Samsung Biologics, the South Korean contract development and manufacturing organization (CDMO), started building a biomanufacturing facility at the Incheon Free Economic Zone in November claiming it would be the largest and most innovative in the world. Automation will play a central role, according to CIO, James Choi, who says Samsung Biologics will use technologies and knowledge developed at its three existing facilities to manage manufacturing at the new plant.
“In automating our facilities, we utilize a Manufacturing Execution System (MES) at the beginning of each batch production to ensure that the materials are dispensed correctly and are accurately traced through the entire batch process, reducing the risk of operator error, and improving data accuracy with the automated weighing and dispensing process,” he says. “Our MES platform is also used to manage and log equipment usage and controlled procedures throughout the manufacturing process, thereby ensuring data integrity through electronic batch records. These will also be applied to our newest manufacturing facility, Plant 4, which is currently under construction.”
The core function of the MES is the management of batch production, which includes the creation of records and interaction with an IT system that collects, monitors, and analyzes process data.
Samsung is looking at expanding the approach, according to Choi, who points out that “our filling lines have full PAT capabilities, and we are exploring further automation incorporating AI machine learning for even greater efficiencies and quality assurance.”
This willingness to embrace innovative manufacturing technologies is driven by a desire to satisfy customers, Choi says, pointing out that the CDMO sees the benefits of building capacity ahead of time.

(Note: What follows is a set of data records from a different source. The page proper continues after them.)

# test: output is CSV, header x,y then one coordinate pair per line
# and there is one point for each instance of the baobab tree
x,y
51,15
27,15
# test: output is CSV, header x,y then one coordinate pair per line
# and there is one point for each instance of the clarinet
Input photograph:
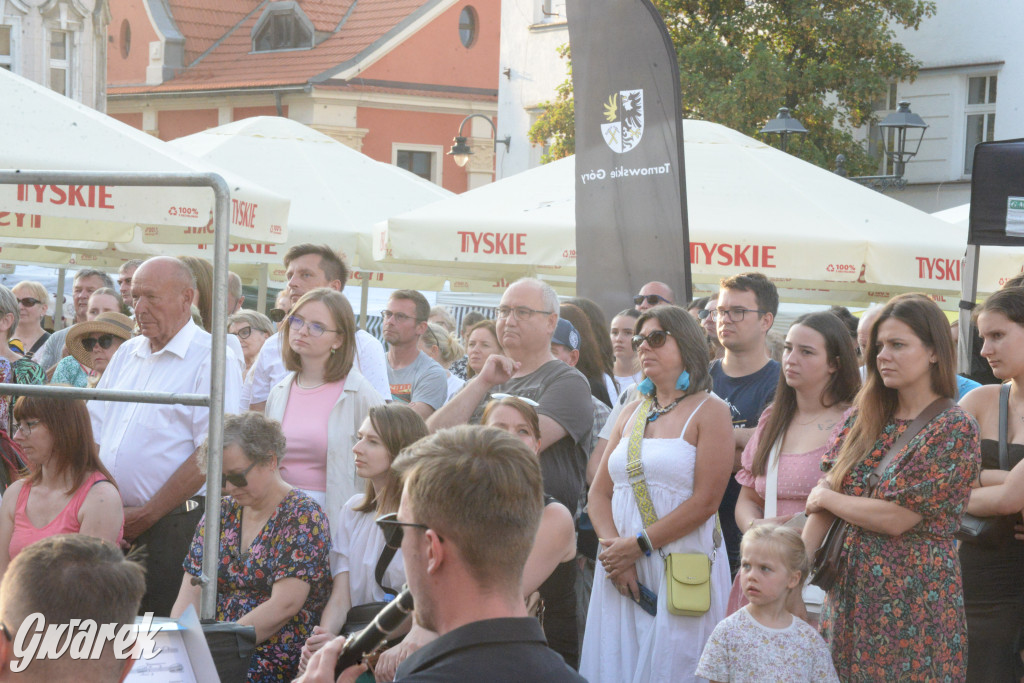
x,y
365,641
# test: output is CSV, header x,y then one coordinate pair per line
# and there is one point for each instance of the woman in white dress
x,y
686,452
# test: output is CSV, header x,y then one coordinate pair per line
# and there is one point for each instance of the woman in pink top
x,y
818,382
67,489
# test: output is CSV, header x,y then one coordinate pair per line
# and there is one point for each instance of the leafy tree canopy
x,y
829,61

“Digitalization by nature employs computerized systems that require up front investments, along with validation and end user training, but are almost without exception yield higher ROI, greater compliance, and quality compared to traditional processes,” he continues. “The benefits of applying innovation in the manufacturing space affords not only higher efficiency and quality through digitalization, but it also allows greater visibility into other business factors such as productivity and cost efficiencies. Having this insight allows us to manage our operations more optimally for our clients.”

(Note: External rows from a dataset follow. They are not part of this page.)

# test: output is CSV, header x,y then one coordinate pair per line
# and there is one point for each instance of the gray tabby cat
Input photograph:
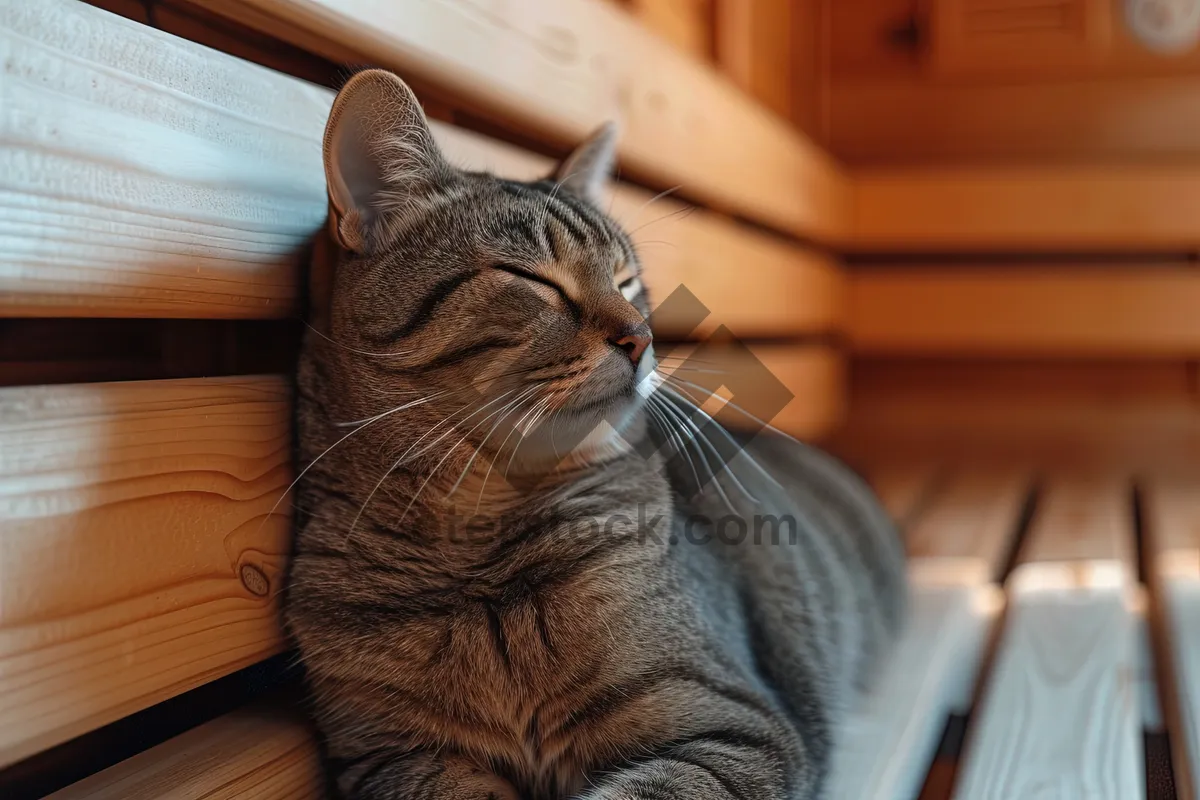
x,y
499,590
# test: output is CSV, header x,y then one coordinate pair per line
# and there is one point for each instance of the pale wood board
x,y
1026,310
1060,713
559,68
965,531
144,175
889,740
258,753
1049,208
142,549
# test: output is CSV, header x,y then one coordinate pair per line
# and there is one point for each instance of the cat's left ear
x,y
586,170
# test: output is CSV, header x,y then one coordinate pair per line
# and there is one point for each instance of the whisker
x,y
347,347
491,431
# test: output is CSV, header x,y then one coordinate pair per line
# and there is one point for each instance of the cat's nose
x,y
634,341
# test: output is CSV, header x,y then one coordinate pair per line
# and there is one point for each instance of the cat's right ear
x,y
381,157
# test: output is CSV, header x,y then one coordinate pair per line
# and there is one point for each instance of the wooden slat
x,y
1173,525
137,558
145,176
1143,311
228,187
261,753
755,47
965,533
562,67
891,739
1029,208
1060,714
754,283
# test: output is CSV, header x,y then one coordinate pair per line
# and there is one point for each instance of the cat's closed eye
x,y
533,277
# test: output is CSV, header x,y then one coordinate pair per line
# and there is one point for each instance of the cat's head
x,y
522,300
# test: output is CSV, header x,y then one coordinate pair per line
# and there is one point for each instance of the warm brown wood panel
x,y
562,67
139,555
687,24
907,120
1134,415
1132,311
142,175
262,753
756,43
1029,209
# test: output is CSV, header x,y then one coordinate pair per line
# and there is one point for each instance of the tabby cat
x,y
509,579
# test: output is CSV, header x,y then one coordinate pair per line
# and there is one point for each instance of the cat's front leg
x,y
711,769
419,776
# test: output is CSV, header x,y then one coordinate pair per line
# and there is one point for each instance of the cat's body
x,y
587,629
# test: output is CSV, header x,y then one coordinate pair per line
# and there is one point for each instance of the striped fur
x,y
497,593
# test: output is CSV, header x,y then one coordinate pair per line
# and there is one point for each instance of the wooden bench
x,y
144,525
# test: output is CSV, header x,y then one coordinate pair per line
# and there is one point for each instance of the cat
x,y
505,582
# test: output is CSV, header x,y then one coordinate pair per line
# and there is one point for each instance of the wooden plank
x,y
964,534
687,24
1032,209
1060,713
1128,311
142,175
1173,528
562,67
155,499
777,288
263,753
892,738
76,250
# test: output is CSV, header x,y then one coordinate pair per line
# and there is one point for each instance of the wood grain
x,y
1173,533
264,753
1129,311
559,68
891,739
1060,715
965,531
143,175
141,549
1029,209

The approach is an important part of Samsung’s efforts to attract customers.
“Employing advanced techniques and technologies enable us to provide services to prospective clients that require new approaches, for example, the use of perfusion technology during commercial bioproduction to reduce production time substantially,” Choi explains. “Other factors such as seamless end-to-end service and flexible scale-up capabilities are also increasingly important as customers look for partners that can comprehensively meet their needs while also saving time and money.”
Samsung’s new facility—which is due to be operational in 2023—will make extensive use of perfusion bioreactor technologies for commercial production. Perfusion, the continuous feeding of fresh media and removal of spent media and product while retaining high numbers of viable cells, is well established at pilot scale.
In recent years, interest in using perfusion at large scale has increased, and Choi says Samsung’s investment in the technology reflects this demand.
“We’ve seen a lot of innovation across the biopharmaceutical sector in recent years but one of the most prominent developments for us has been the successful application of perfusion technology at a commercial scale,” he tells GEN. “Perfusion is gaining broader biopharmaceutical applications at a small scale with clinical development. However, few companies have reported utilization at a large scale for commercial applications to intensify bioprocessing and boost productivity.
“At Samsung Biologics we’ve already implemented large-scale N-1 perfusion allowing us to boost our clients’ clinical and commercial production capability ultimately reducing production time by up to 30%.”